Pampanga’s Flooding—A Lesson on Initiative
2016 Aug 26 | by janndel
PAMPANGA—the province, including all its first class municipalities like Angeles & San Fernando, was recently battered with unprecedented flooding brought about by habagat or monsoon rains on August 12. San Fernando including 15 barangays were submerged in flood water of up to 1 meter high. This spelled aversion for those with properties for sale in Pampanga.
Aerial Photo of San Fernando [nabaha.com c/o Google Maps]
Some areas in San Fernando started flooding since August 12 but water levels never peaked until five days after on August 17. Other waterlogged cities include Mexico, Masantol, and Guagua , but it was not torrential rains alone that caused the flooding, three mayors of different cities feuded over issues regarding water spill prevention.

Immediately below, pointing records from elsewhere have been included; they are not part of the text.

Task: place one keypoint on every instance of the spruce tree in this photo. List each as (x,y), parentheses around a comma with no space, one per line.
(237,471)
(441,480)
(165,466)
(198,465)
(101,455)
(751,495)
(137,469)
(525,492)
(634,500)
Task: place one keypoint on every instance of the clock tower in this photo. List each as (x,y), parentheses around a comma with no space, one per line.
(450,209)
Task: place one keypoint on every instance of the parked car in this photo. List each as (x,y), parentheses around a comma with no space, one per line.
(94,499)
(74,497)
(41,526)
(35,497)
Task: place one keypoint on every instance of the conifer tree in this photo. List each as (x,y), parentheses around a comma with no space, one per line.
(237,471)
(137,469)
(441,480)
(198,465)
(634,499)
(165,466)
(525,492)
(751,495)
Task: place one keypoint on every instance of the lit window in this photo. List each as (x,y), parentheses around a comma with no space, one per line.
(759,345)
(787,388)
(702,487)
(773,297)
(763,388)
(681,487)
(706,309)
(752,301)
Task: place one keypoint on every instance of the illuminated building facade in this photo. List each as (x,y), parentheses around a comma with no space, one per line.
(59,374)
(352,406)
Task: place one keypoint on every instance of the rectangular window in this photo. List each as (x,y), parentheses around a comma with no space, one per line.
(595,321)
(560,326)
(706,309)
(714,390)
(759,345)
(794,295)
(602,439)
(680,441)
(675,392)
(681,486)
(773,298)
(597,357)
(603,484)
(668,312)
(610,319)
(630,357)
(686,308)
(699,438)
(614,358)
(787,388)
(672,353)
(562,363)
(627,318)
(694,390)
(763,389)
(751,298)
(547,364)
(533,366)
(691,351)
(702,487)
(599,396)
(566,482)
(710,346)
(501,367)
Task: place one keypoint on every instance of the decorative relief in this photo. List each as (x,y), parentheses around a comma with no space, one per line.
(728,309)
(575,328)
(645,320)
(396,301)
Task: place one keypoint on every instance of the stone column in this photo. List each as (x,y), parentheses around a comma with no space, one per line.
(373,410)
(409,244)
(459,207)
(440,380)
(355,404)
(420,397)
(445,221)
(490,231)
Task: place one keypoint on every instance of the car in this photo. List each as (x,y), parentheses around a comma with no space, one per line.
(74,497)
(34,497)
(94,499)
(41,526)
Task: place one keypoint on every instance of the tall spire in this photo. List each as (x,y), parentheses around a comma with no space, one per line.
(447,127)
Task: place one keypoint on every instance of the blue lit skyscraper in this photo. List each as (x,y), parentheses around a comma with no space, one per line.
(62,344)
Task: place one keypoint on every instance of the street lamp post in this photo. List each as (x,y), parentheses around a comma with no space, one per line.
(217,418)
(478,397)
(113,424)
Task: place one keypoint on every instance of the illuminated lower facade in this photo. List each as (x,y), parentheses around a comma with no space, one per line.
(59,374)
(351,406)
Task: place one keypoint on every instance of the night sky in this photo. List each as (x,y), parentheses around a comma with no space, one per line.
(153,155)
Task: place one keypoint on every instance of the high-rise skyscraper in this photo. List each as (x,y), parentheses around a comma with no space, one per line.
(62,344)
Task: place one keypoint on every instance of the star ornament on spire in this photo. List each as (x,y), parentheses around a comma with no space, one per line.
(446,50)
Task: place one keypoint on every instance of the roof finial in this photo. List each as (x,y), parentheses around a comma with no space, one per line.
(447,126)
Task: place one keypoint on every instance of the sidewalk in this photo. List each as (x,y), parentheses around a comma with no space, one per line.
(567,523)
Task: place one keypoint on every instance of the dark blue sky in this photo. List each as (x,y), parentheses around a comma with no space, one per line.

The flood problem isn’t specific to Pampanga alone—major cities in the national capital region including the Philippine capital itself were inundated by the strong monsoon rains. Other provinces near Manila and Pampanga also experienced watery catastrophe: Bulacan and Bataan were battered with floods while mountainous areas like Rizal were hit with mud slides.
However, few areas in Barangay Del Carmen in San Fernando remained accessible and passable. This is mostly owing to the fact that some of these areas, like pictured below, have been engineered to resist rising water levels .
In the photo, the yellow highlighted areas indicate where flooding is to be expected in the next 100 years. Among those areas that are flood-free are areas like the Pueblo de Oro communities, Quebiawan, and the SM City and Robinsons Starmills proper. When it comes to investing in houses and lots for sale in Pampanga, and other places in the Philippines , One needs to research the location, especially on how well the property can withstand and respond to natural calamities. This little act could be your game changer and life saver.
The last rains have affected some 4000 + families and displaced 300 and more of them to evacuation centers. It’s one thing to be at the mercy of nature and another to be at the heel of poor community planning.
As of writing, rains have partially stopped as the habagat subsides. We can only relay on future projects by responsible developers to protect our properties, house & lot, livelihood that are for sale. For major cities like San Fernando, Pampanga and Manila, this could be a step towards economic growth.